Semantic landmark particle filtering for outdoor row-structured environments.

This repository accompanies the paper Semantic Landmark Particle Filter for Robot Localisation in Vineyards and packages the core SLPF implementation, the evaluation pipeline, and the paper-facing documentation needed to understand and reproduce the published workflows.

Preprint: https://arxiv.org/pdf/2509.18342

Repository scope

This public release is centered on:

  • the main localisation pipeline in scripts/spf_lidar.py
  • the evaluation and aggregation workflow used in the paper
  • curated map, trajectory, and model assets required by those workflows

Baseline methods such as AMCL, RTAB-Map, and ORB-SLAM3 are treated here as precomputed trajectory inputs.
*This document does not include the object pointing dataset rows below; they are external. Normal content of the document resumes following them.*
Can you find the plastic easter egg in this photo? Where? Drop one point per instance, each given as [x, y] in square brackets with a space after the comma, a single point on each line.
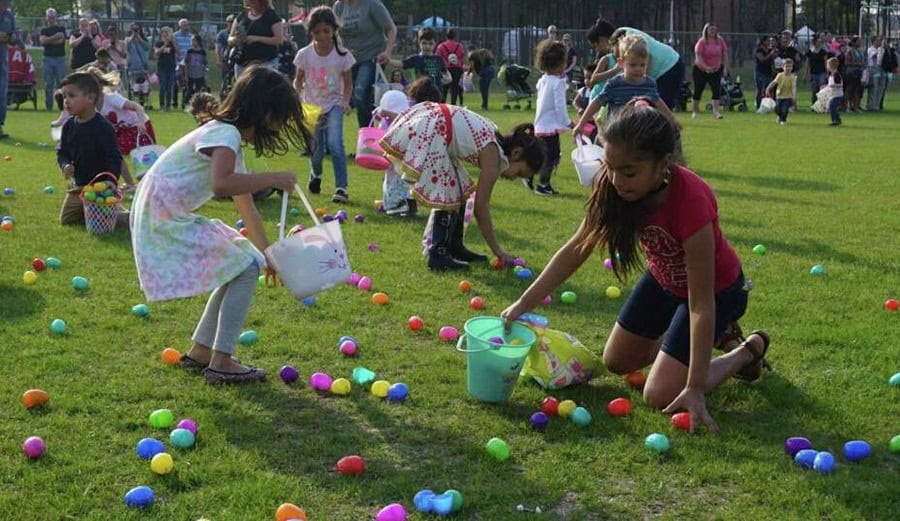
[415, 323]
[58, 326]
[320, 382]
[162, 463]
[362, 375]
[351, 466]
[182, 438]
[565, 408]
[398, 392]
[248, 338]
[34, 447]
[619, 407]
[80, 283]
[422, 501]
[348, 348]
[448, 334]
[380, 388]
[824, 463]
[392, 512]
[188, 424]
[288, 374]
[581, 417]
[682, 421]
[657, 442]
[289, 512]
[149, 447]
[550, 406]
[857, 450]
[805, 458]
[139, 497]
[170, 356]
[162, 418]
[340, 386]
[498, 449]
[35, 398]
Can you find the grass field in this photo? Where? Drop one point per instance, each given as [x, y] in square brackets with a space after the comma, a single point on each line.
[810, 193]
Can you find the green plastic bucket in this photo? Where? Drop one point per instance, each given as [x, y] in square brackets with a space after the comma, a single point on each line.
[492, 368]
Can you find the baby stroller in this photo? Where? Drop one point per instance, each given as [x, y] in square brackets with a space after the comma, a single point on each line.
[21, 78]
[515, 78]
[732, 95]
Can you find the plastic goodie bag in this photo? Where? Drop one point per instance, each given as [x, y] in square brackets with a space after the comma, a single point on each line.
[311, 260]
[557, 359]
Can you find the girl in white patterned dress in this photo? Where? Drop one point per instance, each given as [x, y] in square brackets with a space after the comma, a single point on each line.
[429, 142]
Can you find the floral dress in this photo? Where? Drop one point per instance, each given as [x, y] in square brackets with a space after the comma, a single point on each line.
[430, 141]
[178, 252]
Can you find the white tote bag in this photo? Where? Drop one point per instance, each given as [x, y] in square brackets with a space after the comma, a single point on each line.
[312, 260]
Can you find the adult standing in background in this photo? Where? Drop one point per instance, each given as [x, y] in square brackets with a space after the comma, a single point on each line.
[367, 31]
[453, 53]
[53, 39]
[710, 64]
[7, 35]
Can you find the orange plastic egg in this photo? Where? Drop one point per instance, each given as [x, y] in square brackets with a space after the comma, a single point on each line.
[35, 398]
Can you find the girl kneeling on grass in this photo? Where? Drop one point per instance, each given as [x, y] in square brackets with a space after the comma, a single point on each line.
[693, 290]
[180, 253]
[428, 143]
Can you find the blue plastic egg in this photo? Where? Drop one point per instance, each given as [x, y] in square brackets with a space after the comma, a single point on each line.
[149, 447]
[139, 497]
[824, 463]
[857, 450]
[806, 458]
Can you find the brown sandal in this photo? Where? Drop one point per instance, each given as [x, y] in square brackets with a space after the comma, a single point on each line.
[753, 370]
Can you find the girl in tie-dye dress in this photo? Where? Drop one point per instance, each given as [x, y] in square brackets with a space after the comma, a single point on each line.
[429, 143]
[180, 253]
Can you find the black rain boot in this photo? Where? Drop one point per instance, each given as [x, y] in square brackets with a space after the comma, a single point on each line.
[439, 257]
[457, 249]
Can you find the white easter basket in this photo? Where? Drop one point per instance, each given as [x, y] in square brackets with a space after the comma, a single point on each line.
[588, 158]
[312, 260]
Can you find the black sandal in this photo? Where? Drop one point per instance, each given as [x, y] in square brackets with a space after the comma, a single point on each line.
[753, 370]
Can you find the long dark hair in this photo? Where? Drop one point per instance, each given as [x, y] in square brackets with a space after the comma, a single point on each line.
[324, 15]
[264, 100]
[611, 220]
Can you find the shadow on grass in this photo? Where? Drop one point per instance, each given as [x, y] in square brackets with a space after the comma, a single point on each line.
[17, 302]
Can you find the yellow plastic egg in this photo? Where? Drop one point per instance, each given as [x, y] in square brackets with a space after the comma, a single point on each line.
[380, 388]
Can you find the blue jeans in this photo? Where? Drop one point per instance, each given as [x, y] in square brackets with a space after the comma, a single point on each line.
[762, 81]
[363, 96]
[817, 81]
[166, 86]
[4, 84]
[834, 107]
[329, 135]
[54, 70]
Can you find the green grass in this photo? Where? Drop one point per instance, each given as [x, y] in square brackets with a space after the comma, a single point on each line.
[810, 193]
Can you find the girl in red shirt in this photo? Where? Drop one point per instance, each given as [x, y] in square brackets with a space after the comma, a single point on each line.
[693, 290]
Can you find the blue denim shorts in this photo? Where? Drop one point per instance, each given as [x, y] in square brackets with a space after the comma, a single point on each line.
[653, 312]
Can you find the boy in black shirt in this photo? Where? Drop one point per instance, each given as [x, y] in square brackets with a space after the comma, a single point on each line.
[88, 146]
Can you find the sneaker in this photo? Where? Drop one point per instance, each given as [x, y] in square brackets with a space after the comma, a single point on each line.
[340, 196]
[315, 185]
[544, 190]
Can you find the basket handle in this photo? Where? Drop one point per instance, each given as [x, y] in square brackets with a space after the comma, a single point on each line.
[284, 200]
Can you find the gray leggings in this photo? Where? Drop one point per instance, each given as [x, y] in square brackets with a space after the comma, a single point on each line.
[225, 312]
The recommended public release does not depend on shipping their native runtime stacks.

Repository layout

  • data/ contains processed traverses, trajectory inputs, and semantic map artifacts
  • models/ contains trained weights used by the SLPF pipeline
  • configs/ contains sensor and camera configuration files
  • scripts/ contains localisation, evaluation, aggregation, and plotting code
  • docs/ contains setup notes, methodology, and experiment protocols
  • results/ contains generated outputs and paper figures

Quick start

For evaluation-only workflows:

python -m venv .venv
source .venv/bin/activate
pip install -r requirements.txt
python3 scripts/compute_metrics.py
bash scripts/run_evo_all.sh
python3 scripts/aggregate_evo_results.py

For the full SLPF pipeline, including semantic inference and runtime profiling, see docs/SETUP.md.

Main workflows

Run the semantic particle filter on a processed traverse:

python3 scripts/spf_lidar.py \
  --data-path data/2025/rh_run1 \
  --output-folder results/example_run \
  --no-visualization

Generate paper figures and tables:

python3 scripts/plot_trajectories_2x4_experiment_comparison.py
python3 scripts/plot_vineyard_structure_with_rtk.py

Run release-facing experiment extensions:

  • scripts/run_spfpp_ablation.py for SLPF ablations
  • scripts/run_runtime_profile_experiment.py for throughput and stage timing
  • scripts/run_run1_robustness_experiments.py for robustness studies

Representative results

Qualitative comparison across the two main experiments:

Trajectory comparison across Experiment 1 and Experiment 2

Plot provenance and inputs are documented in results/plots/PLOT_SOURCES.md.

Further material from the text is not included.